数日まえからつづく霖雨の肌ざむい朝だった。
若松城の用人所にある火の見櫓の早鐘が、城下にけたたましく鳴りひびいた。
事前にあった通達では、早鐘は三度にわけて鳴ることになっている。
一番鐘は仕度せよ、二番鐘は出達せよ、三番鐘は入城せよを意味する。
つまりこの早鐘は仕度せよということだ。
河原家の屋敷は、城下西がわの本一之丁北、諏訪神社の入口ちかくにある。
まわりとくらべればこぢんまりとした敷地ではあるが、城下を東西につらぬく本一之丁は、家老職はじめ重き役まわりをなす歴々の家が屋敷をつらねる目抜き通りだ。
あさ子はいよいよきたかと思い、膝のうえで眠る国子をそっと揺りおこした。
「お国、起きて。お城へ入りますから仕度をするのですよ」
「はい……おはようございます、母さま」
二日まえからだ。大砲の音が遠雷のように城下まで届きはじめると、こわがって国子の寝つきが悪くなった。まだ八歳なのだから、仕方ないといえば仕方ない。
ふらふらと寝ぼけまなこで立ったのを、うしろに引きよせて着物と髪を整えてやる。
小さな身をつつむ白無垢と小袴は、あさ子とそろいの装束だ。
すべて皆と同じがよいというので髪までおろしてやった。それが大人の娘子が城へお出かけするときの装いだと勘違いをしたものか、いまやすっかりお気にいりでいる。
胸元に河原家の定紋である丸に松川菱紋と、袖口には河原善左衛門娘と書かれた袖標をぬいつけてある。
それが視界にはいり、ふと手がとまった。みずからの手で準備したものであるというのに、いまさらになりそら寒い心地をおぼえたのである。
かきけして心中に繰りかえす。
「全員の白無垢と籠城の準備はととのった。これならばいつどこで斃れようとも死に恥をさらさなくて済むというもの――」
否が応もなく、戦は始まったのだと思い知る。
ここ数日は急転直下だった。
八月二十日、石筵口方面から二、三千の敵兵が侵してきた。
そして八月二十二日の早朝、敵は要衝の母成峠をぬき、猪苗代まで迫っているとのしらせがあって城下が騒然とした。猪苗代といえば目と鼻のさきである。
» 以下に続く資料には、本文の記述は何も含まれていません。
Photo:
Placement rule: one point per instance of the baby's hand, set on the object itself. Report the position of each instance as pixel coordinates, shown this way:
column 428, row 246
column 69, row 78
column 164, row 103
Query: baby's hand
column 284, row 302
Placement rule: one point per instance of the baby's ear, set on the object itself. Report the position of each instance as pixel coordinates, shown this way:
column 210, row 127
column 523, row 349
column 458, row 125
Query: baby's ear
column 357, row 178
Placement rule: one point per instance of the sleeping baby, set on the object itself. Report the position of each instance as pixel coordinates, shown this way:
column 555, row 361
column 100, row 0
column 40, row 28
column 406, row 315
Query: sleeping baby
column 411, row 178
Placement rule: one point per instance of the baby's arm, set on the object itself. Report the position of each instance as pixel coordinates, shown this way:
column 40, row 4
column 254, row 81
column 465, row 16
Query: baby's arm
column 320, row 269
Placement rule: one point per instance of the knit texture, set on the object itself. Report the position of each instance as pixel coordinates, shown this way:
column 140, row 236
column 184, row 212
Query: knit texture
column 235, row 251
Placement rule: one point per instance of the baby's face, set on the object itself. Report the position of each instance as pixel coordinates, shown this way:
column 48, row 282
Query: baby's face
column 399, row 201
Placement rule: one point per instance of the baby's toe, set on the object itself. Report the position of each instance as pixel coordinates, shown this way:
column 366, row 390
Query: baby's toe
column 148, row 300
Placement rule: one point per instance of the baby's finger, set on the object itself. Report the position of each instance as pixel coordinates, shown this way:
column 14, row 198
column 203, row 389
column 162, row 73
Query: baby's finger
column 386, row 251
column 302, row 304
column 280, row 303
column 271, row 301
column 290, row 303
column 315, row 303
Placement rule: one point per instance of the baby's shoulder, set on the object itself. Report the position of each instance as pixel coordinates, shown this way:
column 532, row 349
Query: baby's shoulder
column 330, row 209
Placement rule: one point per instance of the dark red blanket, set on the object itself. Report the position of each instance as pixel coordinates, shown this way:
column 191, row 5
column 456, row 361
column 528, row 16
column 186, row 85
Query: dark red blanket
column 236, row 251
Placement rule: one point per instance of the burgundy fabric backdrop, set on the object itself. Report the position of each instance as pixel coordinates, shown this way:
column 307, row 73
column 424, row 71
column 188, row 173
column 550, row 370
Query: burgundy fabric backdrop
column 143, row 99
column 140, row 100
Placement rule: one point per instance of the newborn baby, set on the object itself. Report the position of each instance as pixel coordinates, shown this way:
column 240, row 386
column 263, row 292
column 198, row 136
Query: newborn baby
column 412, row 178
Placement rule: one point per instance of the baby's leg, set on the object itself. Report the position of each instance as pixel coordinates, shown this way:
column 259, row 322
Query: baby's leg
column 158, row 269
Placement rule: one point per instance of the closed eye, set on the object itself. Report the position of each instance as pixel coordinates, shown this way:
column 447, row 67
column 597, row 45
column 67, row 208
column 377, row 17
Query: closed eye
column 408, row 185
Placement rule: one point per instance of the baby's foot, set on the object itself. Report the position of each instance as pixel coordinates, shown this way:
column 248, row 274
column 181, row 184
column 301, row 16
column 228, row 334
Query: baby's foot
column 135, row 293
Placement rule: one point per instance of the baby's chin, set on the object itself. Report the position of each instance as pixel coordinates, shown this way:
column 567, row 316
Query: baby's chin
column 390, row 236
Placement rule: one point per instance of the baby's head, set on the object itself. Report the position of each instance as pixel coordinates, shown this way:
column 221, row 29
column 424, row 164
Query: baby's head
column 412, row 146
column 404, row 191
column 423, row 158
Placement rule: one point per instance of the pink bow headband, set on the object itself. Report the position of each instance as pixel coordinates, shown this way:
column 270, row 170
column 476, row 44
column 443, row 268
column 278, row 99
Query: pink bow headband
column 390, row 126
さっそく家財をまとめ避難する町人も多くあったかたわら、郭内では籠城の準備がはじまり、米穀や味噌と塩、弾薬や薬種、身のまわり品などなど、数百人の人夫がながい列をつくり城へ運びいれた。
いっぽう軍務局から男子は武装のうえ三ノ丸へあつまるよう陣ぶれが発せられた。
とはいっても、正規の兵は四方の前線へほとんど出はらっており、いま城下にあるのは白虎隊と老人、娘子、負傷兵とわずかの守備兵、後方の兵站をになう者しかいなかった。
国産奉行として内外の事情をよく知る善左衛門の言いつけにより、最悪の場合も見越していた河原家が浮き足だつことはなかった。一家そろって賑やかな朝食をとったあと、小雨のなか御薬園の人参役場に詰める隊列を見おくった。
堂々たる出陣だった。
背丈のある善左衛門が黒毛馬の背にひらりとまたがれば、陣笠をのせた頭がひときわたかい位置まで昇る。それを家族親戚一同で見あげた。
善左衛門が城下で馬をのりまわす機会を目にしたことがなかったので、あさ子は夫の手綱さばきがなかなかのものであるとはじめて知った。
この七年。
京、江戸、長岡、米沢、仙台と、夫が東奔西走してきた道のりをおもえば、こみあげてくるさまざまな感情で胸が詰まった。
善左衛門は、黒のだん袋(ズボン)に黒羅紗の筒袖陣羽織をまとう。背には真紅の糸で刺繍した丸に松川菱紋があざやかにはえた。それはひと針ずつ願いをこめてあさ子が縫いあげたものであるが、なかなかの仕あがりになったと目をほそめた。
また陣笠にかくれているが髷の断髪を済ませてある。肩にかけた愛用の馬上スペンサー銃とあいまって、まるで西洋の軍人をみるようだった。
古来、戦装束は武家の華ともいう。まったくそのとおりだとあさ子は思う。
すると急に国子が、馬にのってみたいと言いだした。
ならぬとたしなめたが、善左衛門が今日は特別によいと言う。まえに乗せてやり、本一之丁の大通りをゆっくりと一周した。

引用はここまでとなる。